An OpenAI Gym environment for multi-agent car racing based on Gym's original car racing environment.

Overview

Multi-Car Racing Gym Environment

This repository contains MultiCarRacing-v0 a multiplayer variant of Gym's original CarRacing-v0 environment.

This environment is a simple multi-player continuous contorl task. The state consists of 96x96 pixels for each player. The per-player reward is -0.1 every timestep and +1000/num_tiles * (num_agents-past_visitors)/num_agents for each tile visited. For example, in a race with 2 agents, the first agent to visit a tile receives a reward of +1000/num_tiles and the second agent to visit the tile receives a reward of +500/num_tiles for that tile. Each agent can only be rewarded once for visiting a particular tile. The motivation behind this reward structure is to be sufficiently dense for simple learnability of the basic driving skill while incentivising competition.

Installation

git clone https://github.com/igilitschenski/multi_car_racing.git
cd multi_car_racing
pip install -e .

Basic Usage

After installation, the environment can be tried out by running:

python -m gym_multi_car_racing.multi_car_racing

This will launch a two-player variant (each player in its own window) that can be controlled via the keyboard (player 1 via arrow keys and player 2 via W, A, S, D).
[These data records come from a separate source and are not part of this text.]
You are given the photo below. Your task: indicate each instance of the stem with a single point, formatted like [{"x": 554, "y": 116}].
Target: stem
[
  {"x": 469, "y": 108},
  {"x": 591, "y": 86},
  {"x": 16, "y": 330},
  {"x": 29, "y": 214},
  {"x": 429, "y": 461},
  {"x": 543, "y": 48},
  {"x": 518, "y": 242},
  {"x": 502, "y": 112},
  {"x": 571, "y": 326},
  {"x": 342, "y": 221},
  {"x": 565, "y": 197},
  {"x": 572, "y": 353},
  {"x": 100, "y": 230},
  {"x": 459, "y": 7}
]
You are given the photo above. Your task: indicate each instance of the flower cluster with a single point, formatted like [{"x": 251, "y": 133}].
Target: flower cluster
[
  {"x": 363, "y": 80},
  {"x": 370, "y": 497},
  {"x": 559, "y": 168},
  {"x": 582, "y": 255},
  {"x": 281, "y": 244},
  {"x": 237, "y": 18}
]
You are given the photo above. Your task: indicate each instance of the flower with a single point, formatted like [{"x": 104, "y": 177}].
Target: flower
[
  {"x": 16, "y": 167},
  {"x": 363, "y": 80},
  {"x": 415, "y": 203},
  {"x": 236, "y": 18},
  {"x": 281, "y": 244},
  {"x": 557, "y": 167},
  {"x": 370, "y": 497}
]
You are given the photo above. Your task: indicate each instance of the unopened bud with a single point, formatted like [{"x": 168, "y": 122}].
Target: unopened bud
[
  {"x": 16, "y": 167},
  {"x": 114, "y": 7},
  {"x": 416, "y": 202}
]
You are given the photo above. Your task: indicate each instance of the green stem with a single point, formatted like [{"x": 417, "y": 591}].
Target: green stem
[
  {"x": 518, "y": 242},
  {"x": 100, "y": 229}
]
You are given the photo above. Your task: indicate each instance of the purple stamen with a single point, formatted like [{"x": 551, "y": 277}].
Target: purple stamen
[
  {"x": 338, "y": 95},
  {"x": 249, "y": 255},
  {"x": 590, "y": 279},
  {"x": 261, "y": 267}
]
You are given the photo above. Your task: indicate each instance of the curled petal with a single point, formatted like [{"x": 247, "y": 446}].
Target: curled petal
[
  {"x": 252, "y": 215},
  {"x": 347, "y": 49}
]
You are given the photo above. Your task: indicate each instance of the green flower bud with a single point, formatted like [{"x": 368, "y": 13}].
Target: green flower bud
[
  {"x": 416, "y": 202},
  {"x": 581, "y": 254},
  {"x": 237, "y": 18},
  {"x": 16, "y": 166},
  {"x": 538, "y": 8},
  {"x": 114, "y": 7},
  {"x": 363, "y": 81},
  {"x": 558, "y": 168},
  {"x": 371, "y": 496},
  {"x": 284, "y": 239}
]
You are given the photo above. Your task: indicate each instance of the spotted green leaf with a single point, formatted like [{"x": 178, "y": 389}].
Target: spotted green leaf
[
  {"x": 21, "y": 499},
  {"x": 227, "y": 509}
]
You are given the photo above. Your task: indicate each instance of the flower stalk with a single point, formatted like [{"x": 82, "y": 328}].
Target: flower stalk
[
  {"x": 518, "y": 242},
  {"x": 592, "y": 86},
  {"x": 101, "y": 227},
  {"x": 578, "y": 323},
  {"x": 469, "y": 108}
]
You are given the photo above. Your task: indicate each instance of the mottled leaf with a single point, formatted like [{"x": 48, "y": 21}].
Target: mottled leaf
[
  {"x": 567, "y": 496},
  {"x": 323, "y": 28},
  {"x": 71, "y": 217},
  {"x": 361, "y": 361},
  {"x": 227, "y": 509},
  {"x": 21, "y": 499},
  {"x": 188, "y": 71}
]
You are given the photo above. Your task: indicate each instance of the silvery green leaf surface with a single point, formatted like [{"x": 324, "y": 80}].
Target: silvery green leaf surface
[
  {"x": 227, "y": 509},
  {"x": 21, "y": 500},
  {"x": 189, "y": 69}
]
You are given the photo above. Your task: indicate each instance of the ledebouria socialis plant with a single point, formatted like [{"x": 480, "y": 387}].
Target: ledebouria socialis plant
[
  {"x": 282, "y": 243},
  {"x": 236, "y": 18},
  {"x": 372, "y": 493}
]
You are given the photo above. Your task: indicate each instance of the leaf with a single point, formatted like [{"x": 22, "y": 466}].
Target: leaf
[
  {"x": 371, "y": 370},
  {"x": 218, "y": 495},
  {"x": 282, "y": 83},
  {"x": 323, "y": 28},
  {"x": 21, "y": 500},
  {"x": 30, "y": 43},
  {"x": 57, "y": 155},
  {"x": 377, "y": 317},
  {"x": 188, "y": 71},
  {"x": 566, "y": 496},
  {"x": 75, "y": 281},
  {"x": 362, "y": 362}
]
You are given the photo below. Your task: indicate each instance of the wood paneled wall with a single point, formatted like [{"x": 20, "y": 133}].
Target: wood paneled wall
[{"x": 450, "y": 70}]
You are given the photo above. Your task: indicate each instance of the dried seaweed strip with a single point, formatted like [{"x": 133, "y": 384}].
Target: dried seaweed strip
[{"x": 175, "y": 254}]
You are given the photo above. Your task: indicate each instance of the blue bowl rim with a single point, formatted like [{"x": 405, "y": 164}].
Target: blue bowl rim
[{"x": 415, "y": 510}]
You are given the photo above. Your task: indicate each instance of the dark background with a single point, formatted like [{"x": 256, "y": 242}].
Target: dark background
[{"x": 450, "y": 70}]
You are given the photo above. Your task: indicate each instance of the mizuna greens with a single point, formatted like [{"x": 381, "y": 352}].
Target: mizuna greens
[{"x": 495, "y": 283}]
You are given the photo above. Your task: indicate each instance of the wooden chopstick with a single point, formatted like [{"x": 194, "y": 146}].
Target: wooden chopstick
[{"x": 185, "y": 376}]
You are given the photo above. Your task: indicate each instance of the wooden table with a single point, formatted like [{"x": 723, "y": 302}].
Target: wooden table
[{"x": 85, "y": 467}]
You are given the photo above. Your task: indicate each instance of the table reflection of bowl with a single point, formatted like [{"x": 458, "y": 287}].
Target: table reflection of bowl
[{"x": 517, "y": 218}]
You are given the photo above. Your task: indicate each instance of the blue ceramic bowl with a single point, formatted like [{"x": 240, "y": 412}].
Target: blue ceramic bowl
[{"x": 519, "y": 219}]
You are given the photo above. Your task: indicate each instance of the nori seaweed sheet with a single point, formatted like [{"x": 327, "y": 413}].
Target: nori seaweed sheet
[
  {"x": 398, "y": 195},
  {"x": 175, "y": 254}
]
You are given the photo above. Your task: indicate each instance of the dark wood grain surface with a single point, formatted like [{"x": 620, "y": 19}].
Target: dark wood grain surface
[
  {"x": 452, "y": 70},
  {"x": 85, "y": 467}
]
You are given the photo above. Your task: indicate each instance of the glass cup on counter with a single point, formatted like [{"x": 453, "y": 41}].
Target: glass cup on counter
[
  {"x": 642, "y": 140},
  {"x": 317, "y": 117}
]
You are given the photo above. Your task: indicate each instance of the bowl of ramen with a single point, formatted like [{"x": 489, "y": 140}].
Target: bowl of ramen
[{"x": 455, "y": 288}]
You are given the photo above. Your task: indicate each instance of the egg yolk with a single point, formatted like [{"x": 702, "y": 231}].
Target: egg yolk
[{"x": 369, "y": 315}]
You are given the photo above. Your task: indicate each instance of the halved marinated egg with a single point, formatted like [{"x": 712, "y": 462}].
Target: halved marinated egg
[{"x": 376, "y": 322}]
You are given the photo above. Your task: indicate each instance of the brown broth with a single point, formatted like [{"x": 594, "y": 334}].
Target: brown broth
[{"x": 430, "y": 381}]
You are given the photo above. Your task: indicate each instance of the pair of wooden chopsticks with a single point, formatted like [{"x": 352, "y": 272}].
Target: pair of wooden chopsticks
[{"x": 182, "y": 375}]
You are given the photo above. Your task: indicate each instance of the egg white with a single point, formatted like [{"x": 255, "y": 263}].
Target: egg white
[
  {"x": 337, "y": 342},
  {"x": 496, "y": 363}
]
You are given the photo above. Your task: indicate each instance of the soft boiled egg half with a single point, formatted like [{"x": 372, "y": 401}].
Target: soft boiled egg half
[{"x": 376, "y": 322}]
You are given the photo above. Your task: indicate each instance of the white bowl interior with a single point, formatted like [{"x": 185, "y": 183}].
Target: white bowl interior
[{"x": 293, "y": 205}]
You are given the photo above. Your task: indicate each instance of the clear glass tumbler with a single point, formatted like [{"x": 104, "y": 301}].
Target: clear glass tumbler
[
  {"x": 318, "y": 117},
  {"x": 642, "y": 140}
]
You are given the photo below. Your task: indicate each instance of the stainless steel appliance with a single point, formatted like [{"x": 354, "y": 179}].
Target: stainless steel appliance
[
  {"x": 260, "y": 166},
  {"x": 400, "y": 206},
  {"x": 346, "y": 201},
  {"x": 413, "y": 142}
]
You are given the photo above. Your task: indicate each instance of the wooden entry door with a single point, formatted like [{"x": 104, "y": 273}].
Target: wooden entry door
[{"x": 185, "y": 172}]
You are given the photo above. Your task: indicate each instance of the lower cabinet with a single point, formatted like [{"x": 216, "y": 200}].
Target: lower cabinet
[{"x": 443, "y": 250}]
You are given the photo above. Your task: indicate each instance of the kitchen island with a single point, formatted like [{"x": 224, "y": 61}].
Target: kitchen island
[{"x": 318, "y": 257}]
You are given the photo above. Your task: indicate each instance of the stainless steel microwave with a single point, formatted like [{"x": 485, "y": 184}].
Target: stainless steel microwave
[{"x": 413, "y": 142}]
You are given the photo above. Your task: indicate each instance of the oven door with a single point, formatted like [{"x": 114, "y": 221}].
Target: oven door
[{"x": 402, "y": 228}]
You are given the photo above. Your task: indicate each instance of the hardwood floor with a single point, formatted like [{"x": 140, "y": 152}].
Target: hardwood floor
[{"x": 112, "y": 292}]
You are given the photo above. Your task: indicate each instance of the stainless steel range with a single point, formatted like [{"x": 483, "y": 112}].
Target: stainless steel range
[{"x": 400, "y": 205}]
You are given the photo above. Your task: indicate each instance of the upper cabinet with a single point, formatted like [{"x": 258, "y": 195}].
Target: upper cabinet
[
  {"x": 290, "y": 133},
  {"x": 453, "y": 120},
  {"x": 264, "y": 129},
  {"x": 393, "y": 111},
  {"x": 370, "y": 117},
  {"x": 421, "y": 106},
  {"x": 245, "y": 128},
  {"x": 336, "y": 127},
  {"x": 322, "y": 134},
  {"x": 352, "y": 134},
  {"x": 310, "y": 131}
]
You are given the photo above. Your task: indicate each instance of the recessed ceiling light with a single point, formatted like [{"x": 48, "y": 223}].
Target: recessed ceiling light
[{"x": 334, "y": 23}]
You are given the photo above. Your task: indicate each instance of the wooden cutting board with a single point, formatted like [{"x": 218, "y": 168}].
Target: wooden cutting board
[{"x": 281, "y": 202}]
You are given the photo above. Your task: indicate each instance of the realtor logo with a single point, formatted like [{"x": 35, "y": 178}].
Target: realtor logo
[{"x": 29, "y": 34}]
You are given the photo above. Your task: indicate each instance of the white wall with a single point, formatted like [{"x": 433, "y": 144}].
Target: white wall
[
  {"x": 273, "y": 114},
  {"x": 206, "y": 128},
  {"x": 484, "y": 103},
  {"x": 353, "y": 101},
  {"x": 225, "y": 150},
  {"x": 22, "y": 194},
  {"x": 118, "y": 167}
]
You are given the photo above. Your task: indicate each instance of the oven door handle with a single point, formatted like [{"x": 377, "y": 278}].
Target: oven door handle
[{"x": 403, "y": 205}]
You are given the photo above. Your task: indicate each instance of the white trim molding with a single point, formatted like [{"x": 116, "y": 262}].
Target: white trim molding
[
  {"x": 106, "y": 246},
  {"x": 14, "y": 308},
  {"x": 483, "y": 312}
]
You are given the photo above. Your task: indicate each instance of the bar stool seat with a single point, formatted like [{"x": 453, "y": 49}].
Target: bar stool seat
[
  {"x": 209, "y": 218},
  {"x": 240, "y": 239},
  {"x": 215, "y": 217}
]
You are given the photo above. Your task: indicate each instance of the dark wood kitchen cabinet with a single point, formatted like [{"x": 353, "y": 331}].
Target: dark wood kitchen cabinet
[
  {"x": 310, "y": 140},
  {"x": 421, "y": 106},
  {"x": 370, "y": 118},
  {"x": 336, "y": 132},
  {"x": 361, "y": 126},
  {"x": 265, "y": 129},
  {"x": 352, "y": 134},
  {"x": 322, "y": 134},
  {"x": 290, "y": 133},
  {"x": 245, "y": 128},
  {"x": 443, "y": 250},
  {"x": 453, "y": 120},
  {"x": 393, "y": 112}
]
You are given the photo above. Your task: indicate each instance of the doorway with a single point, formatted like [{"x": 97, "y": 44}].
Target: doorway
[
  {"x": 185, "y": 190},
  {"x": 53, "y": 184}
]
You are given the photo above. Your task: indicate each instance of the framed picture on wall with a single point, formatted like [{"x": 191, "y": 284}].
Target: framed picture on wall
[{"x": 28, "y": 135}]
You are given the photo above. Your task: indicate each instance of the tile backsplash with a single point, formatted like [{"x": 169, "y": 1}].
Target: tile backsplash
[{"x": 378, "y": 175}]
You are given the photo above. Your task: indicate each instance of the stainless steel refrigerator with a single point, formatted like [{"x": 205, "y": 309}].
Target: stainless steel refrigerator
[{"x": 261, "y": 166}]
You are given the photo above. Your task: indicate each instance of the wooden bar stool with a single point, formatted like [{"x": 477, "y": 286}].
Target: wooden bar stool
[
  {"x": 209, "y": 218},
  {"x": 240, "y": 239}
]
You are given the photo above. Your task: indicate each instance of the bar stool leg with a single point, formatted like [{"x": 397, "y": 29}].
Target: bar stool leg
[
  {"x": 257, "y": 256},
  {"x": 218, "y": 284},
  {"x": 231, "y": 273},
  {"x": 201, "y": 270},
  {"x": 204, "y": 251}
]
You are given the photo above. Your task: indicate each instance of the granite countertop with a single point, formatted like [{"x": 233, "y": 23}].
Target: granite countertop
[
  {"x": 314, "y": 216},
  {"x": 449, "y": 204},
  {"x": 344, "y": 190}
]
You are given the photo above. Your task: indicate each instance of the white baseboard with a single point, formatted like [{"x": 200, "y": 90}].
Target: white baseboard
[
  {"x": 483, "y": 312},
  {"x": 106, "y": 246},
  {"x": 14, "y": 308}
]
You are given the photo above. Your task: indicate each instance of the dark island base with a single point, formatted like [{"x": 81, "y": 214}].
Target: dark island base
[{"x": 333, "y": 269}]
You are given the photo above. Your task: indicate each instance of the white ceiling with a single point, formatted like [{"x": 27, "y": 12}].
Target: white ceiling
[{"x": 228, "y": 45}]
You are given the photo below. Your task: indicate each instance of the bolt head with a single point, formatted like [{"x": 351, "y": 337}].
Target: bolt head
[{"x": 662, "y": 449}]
Let's quickly walk through how this environment can be used in your code:

import gym
import gym_multi_car_racing

env = gym.make("MultiCarRacing-v0", num_agents=2, direction='CCW',
        use_random_direction=True, backwards_flag=True, h_ratio=0.25,
        use_ego_color=False)

obs = env.reset()
done = False
total_reward = 0

while not done:
  # The actions have to be of the format (num_agents,3)
  # The action format for each car is as in the CarRacing-v0 environment.
  action = my_policy(obs)

  # Similarly, the structure of this is the same as in CarRacing-v0 with an
  # additional dimension for the different agents, i.e.
  # obs is of shape (num_agents, 96, 96, 3)
  # reward is of shape (num_agents,)
  # done is a bool and info is not used (an empty dict).
  obs, reward, done, info = env.step(action)
  total_reward += reward
  env.render()

print("individual scores:", total_reward)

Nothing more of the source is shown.